Serverless Computing: When to Go Without Servers

February 26, 2026 Editorial Team 6 min read

Serverless computing lets you write code and deploy it while the cloud provider handles servers, scaling, and availability. Platforms like AWS Lambda, Azure Functions, and Google Cloud Functions power everything from API backends to data processing pipelines. But serverless is not a silver bullet — cold starts, vendor lock-in, and execution limits demand careful evaluation. This article explores where serverless excels, where it falls short, and how to adopt it.

What Does Serverless Actually Mean?

Despite the name, serverless computing absolutely involves servers — you simply do not manage, provision, or even see them. In a serverless model, the cloud provider dynamically allocates compute resources to run your code in response to events, and you are billed only for the actual execution time consumed, measured in milliseconds. There are no idle instances running during quiet periods, no capacity planning exercises, and no operating system patches to apply. The provider handles all infrastructure concerns, leaving your team free to focus purely on application logic.

Serverless encompasses more than just Functions-as-a-Service (FaaS). Managed databases (DynamoDB, Firestore, Aurora Serverless), message queues (SQS, Pub/Sub), API gateways, and storage services are all "serverless" in the sense that you consume them as fully managed services with pay-per-use pricing and no infrastructure to operate. When people refer to "going serverless," they typically mean assembling applications from these managed building blocks, with custom business logic running in FaaS functions that glue the services together.

Event-Driven Architecture

Serverless functions are inherently event-driven. An event is any occurrence that triggers your code to execute: an HTTP request hitting an API Gateway, a file landing in an S3 bucket, a message arriving on an SQS queue, a database record being inserted, or a scheduled cron expression firing. Each function invocation handles a single event, processes it, and terminates (or returns to a warm pool waiting for the next event). This model encourages small, focused functions that do one thing well — receive an order, resize an image, send a notification, transform a data record — and compose together through event routing to build complex workflows.
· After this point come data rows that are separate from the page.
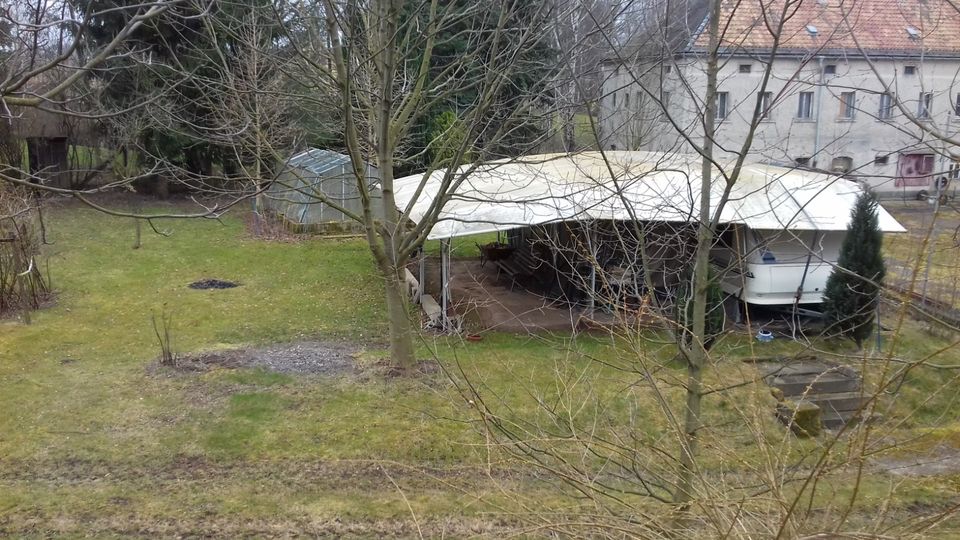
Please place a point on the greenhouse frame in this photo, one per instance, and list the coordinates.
(311, 177)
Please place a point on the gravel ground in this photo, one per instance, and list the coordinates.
(304, 357)
(941, 460)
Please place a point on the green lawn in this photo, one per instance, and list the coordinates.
(95, 440)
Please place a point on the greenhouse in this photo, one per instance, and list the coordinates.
(314, 176)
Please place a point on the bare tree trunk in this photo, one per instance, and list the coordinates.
(401, 332)
(694, 348)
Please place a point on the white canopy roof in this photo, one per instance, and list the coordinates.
(646, 186)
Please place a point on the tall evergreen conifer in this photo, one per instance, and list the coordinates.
(853, 291)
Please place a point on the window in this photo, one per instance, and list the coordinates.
(925, 105)
(665, 103)
(841, 164)
(766, 102)
(721, 105)
(886, 106)
(914, 170)
(848, 105)
(805, 106)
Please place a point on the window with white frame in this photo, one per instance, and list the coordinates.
(766, 103)
(721, 105)
(886, 106)
(805, 106)
(848, 105)
(925, 105)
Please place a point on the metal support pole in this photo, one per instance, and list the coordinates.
(421, 277)
(933, 234)
(877, 316)
(593, 268)
(444, 281)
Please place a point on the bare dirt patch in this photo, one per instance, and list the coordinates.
(213, 284)
(299, 358)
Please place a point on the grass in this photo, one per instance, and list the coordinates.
(97, 440)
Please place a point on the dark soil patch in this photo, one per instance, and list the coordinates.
(213, 284)
(304, 357)
(423, 367)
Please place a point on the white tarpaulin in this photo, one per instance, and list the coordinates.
(645, 186)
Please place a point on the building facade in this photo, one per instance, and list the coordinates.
(878, 101)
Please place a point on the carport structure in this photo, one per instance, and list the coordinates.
(628, 218)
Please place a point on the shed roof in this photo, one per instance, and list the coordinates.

For Australian MSPs, event-driven serverless architectures are particularly well-suited to workloads with unpredictable or bursty traffic patterns. Consider a client whose e-commerce site generates order processing events sporadically during the day but surges dramatically during promotional campaigns. With serverless, the platform scales from zero to thousands of concurrent executions automatically and scales back down when the surge passes — with no pre-provisioning and no wasted spend on idle capacity. This elasticity is difficult to match with traditional server-based architectures without significant over-provisioning.
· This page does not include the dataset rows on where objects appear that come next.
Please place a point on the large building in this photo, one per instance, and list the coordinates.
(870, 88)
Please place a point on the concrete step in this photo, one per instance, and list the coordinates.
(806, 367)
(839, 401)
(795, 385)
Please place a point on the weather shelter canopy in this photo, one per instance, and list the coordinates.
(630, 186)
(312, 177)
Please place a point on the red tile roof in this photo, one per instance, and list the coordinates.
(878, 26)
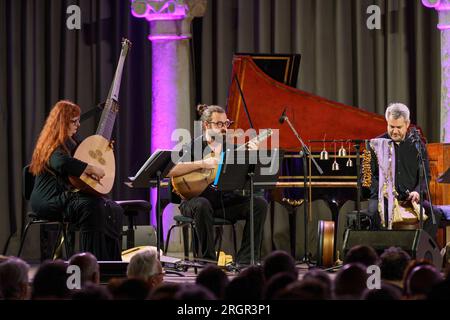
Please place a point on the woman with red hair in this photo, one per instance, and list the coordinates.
(98, 219)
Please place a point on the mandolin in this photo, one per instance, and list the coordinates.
(98, 149)
(194, 183)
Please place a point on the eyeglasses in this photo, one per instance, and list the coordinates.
(221, 124)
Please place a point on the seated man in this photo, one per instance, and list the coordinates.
(212, 203)
(400, 177)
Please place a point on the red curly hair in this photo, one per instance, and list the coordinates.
(53, 135)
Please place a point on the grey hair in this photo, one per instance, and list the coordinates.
(13, 274)
(88, 265)
(143, 265)
(207, 111)
(397, 110)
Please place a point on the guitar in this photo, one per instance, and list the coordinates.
(194, 183)
(98, 149)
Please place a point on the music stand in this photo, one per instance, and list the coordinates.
(149, 175)
(244, 170)
(445, 177)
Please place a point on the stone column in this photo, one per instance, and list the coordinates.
(170, 32)
(443, 9)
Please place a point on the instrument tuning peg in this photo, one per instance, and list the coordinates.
(335, 166)
(349, 161)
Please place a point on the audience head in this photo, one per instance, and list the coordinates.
(92, 292)
(365, 255)
(129, 289)
(311, 289)
(421, 280)
(350, 281)
(277, 283)
(90, 271)
(393, 264)
(146, 266)
(193, 292)
(14, 279)
(214, 279)
(440, 291)
(50, 281)
(386, 292)
(277, 262)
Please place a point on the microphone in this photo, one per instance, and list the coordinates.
(283, 117)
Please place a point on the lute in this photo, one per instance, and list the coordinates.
(98, 149)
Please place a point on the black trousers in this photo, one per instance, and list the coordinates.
(428, 225)
(231, 208)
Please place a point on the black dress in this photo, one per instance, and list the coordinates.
(98, 219)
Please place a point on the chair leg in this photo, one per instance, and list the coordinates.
(194, 245)
(166, 247)
(66, 242)
(22, 241)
Major Serverless Platforms Compared

FaaS Platform Comparison

Feature AWS Lambda Azure Functions Google Cloud Functions
Supported runtimes Node.js, Python, Java, .NET, Go, Ruby, custom via containers Node.js, Python, Java, .NET, PowerShell, custom handlers Node.js, Python, Java, .NET, Go, Ruby, PHP
Maximum execution timeout 15 minutes 10 minutes (Consumption); unlimited (Premium) 60 minutes (2nd gen)
Memory allocation 128 MB to 10,240 MB 128 MB to 14,336 MB 128 MB to 32,768 MB (2nd gen)
Concurrency model One event per instance (default); up to 10 with reserved concurrency Multiple events per instance by default One event per instance (1st gen); configurable (2nd gen)
Cold start mitigation Provisioned Concurrency (pre-warmed instances) Premium Plan (pre-warmed instances) Minimum instances configuration
Free tier 1M requests + 400,000 GB-seconds/month 1M requests + 400,000 GB-seconds/month 2M invocations + 400,000 GB-seconds/month
Australian region ap-southeast-2 (Sydney) Australia East (Sydney) australia-southeast1 (Sydney)

Understanding Cold Starts

A cold start occurs when a serverless platform needs to initialise a new execution environment — provisioning a micro-VM or container, loading the runtime, downloading your code package, and running any initialisation logic in your function — before it can process the first event. Cold starts add latency, typically ranging from 100 milliseconds for lightweight Node.js or Python functions to several seconds for Java or .NET functions with large dependency trees. After the first invocation, the environment remains "warm" for a period (usually 5-15 minutes of inactivity), and subsequent invocations skip the initialisation overhead entirely.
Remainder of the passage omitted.